# 2 Homework Assignments

## 2.1 How to submit homework assignments

You can use a snipping tool to cut and paste the relevant output and figures from RStudio to a word document, type your answers to the questions, and submit them through Black Board. I encourage you to learn more the stargazer package that transforms your analysis into publishable formats.

## 2.2 Assignment 1

Deadline: Oct 24, 2021, Midnight

Source: Stock and Watson, $$4^{th}$$ Edition, Exercise 2.1
Data Description: The data set includes the joint probability distribution of age and average hourly earnings ahe for 25- to 34-year-old full-time workers in 2015 with an education level that exceeds a high school diploma, i.e. $$P(age=x,ahe=y)$$

Questions

a. Compute the marginal distribution of age, i.e $$P(age=x)$$ in a new data set. b. Compute the mean of ahe for each value of age, i.e. compute $$E[ahe|age=25]$$, $$E[ahe|age=26]$$, etc. and plot these conditional expected values of ahe against age Are they related? Briefly comment.
c. Compute the variance of ahe.
d. Compute the covariance between age and ahe.
e. Compute the correlation between age and ahe.
f. Relate your answers in (d) and (e) to the plot that you constructed in (a)

Header for the R script

Start a new R script, copy/paste the header below and save it to Dropbox\EC282\Assignment1 or a similar path that you created for this homework assignment. Run the R script and make sure that you have the data df1 in your environment. Conduct the analysis below the header.

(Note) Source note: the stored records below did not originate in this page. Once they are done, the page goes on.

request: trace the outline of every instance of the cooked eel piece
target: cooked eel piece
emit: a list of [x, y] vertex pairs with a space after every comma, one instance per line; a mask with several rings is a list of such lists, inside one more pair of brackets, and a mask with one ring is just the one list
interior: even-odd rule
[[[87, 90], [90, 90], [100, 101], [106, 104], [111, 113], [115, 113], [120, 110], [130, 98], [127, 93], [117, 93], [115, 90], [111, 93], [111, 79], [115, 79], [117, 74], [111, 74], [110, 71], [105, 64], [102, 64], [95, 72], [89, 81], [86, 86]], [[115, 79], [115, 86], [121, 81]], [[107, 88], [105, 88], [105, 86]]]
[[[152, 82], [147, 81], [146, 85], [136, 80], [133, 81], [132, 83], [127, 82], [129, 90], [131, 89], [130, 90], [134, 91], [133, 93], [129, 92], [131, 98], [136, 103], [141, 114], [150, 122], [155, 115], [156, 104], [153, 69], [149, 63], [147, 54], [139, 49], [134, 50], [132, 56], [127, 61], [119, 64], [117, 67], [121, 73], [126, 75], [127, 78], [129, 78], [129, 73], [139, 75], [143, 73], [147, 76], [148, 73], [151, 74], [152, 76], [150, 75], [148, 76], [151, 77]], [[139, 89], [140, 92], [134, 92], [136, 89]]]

###############################################################################
# list the packages we need and loads them, installs them automatically if we don't have them
# add any package that you need to the list
need <- c('glue', 'dplyr','readxl', 'ggplot2','tidyr','AER','scales','mvtnorm',
'stargazer','httr', 'repmis')

have <- need %in% rownames(installed.packages())
if(any(!have)) install.packages(need[!have])
invisible(lapply(need, library, character.only=T))

# Save the R script to the assignment 1 folder before this
# To set up the working directory
getwd()
setwd(getwd()) #change getwd() here is you need to set a different working directory

#this clears the workspace
rm(list = ls())
#this sets the random number generator seed to my birthday for replication

options(scipen=999)
###############################################################################
#get the data url
df1.url <- 'https://www.dropbox.com/s/aieodljjthbdhks/Age_HourlyEarnings.xlsx?dl=1'
#download the data
GET(df1.url, write_disk(tdf <- tempfile(fileext = ".xlsx")))
#check if it worked
df1 <- read_excel(tdf, col_names = FALSE, skip=1)[2:30,1:11] %>%
rename(ahe = 1) %>%
mutate(ahe = as.numeric(ahe)) %>%
gather(key = "age", value="jointp", -c("ahe")) %>%
mutate(age =  as.numeric(gsub(".*?([0-9]+).*", "\\1", age)) + 23)

head(df1)

#CONDUCT THE ANALYSIS BELOW

## 2.3 Assignment 2

Deadline: Oct 31, 2021, Midnight

Source: Source: Stock and Watson, $$4^{th}$$ Edition, Exercise 3.1

Data description: You can find the data description here.

Questions

a. In 2015, the value of the Consumer Price Index (CPI) was 237.0. In 1996, the value of the CPI was 156.9. Create a new variable in your data frame that expressed all earnings in real 2015 dollars. Use this variable to answer the next questions.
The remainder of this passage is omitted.